Dataset Importation
Nyuntam provides comprehensive support for various custom dataset formats. Additionally, some algorithms can execute without requiring any custom datasets.
Dataset Preparation Guidelines
Nyuntam Text-Generation
Nyuntam supports loading any text dataset compatible with the Hugging Face datasets.load_dataset
for HF datasets or datasets.load_from_disk
for custom datasets. It supports two main dataset formats:
LLM - Single Column
This format is suitable for use cases where the dataset is already formatted with a single text column. For example, "wikitext" dataset with "text" as the TEXT_COLUMN
.
LLM - Multi Columns
This format is suitable for datasets with multiple columns. The multi-column dataset can also handle simple formatting of the dataset for instructional use cases. (See example usage below)
Please note that there are no limitations regarding the loading of datasets with either single-column or multi-column structures. However, it is advisable to opt for loading multi-column datasets using option 2, especially when straightforward formatting is desired.
Parameters for Dataset Loading:
Parameter | Default Value | Description |
---|---|---|
DATASET_SUBNAME | null | Subname of the dataset if applicable. |
TEXT_COLUMN | text | Specifies the text columns to be used.
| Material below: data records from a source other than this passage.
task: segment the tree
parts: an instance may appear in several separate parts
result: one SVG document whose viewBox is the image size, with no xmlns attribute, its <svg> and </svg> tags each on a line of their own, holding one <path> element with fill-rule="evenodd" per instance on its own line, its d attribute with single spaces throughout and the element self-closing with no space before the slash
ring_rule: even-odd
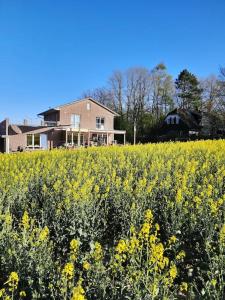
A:
<svg viewBox="0 0 225 300">
<path fill-rule="evenodd" d="M 211 75 L 201 80 L 200 86 L 202 89 L 202 110 L 208 113 L 217 110 L 221 97 L 221 84 L 218 78 Z"/>
<path fill-rule="evenodd" d="M 112 93 L 106 87 L 96 88 L 93 90 L 87 90 L 87 91 L 83 92 L 82 98 L 88 98 L 88 97 L 93 98 L 94 100 L 97 100 L 101 104 L 103 104 L 111 109 L 114 109 Z"/>
<path fill-rule="evenodd" d="M 203 90 L 202 124 L 204 131 L 214 135 L 225 127 L 225 76 L 209 76 L 201 81 Z"/>
<path fill-rule="evenodd" d="M 202 89 L 195 75 L 183 70 L 175 81 L 178 105 L 184 109 L 199 110 L 201 108 Z"/>
<path fill-rule="evenodd" d="M 150 74 L 146 68 L 130 68 L 126 76 L 126 114 L 131 128 L 136 128 L 141 135 L 143 116 L 150 92 Z"/>
<path fill-rule="evenodd" d="M 123 116 L 124 76 L 121 71 L 115 71 L 109 78 L 109 89 L 113 97 L 114 110 Z"/>
<path fill-rule="evenodd" d="M 150 101 L 152 112 L 156 119 L 166 114 L 173 107 L 174 85 L 172 76 L 167 73 L 163 63 L 158 64 L 151 71 Z"/>
</svg>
If multiple columns are present, they should be separated by commas. |
SPLIT | train | Specifies the split of the dataset to load, such as 'train', 'validation', or 'test'. |
FORMAT_STRING | null | If provided, this string is used to format the dataset. It allows for customization of the dataset's text representation. |
Dataset Formatting:
The process responsible for formatting the dataset based on the provided parameters follows these steps:
- If no format string is provided, the
TEXT_COLUMN
and the dataset are used as is. - If a format string is provided, it is applied to format the dataset. The format string should contain placeholders for the columns specified in
TEXT_COLUMN
. - Once the dataset is formatted, a log message is generated to indicate that the format string was found and used. It also displays a sample of the formatted dataset.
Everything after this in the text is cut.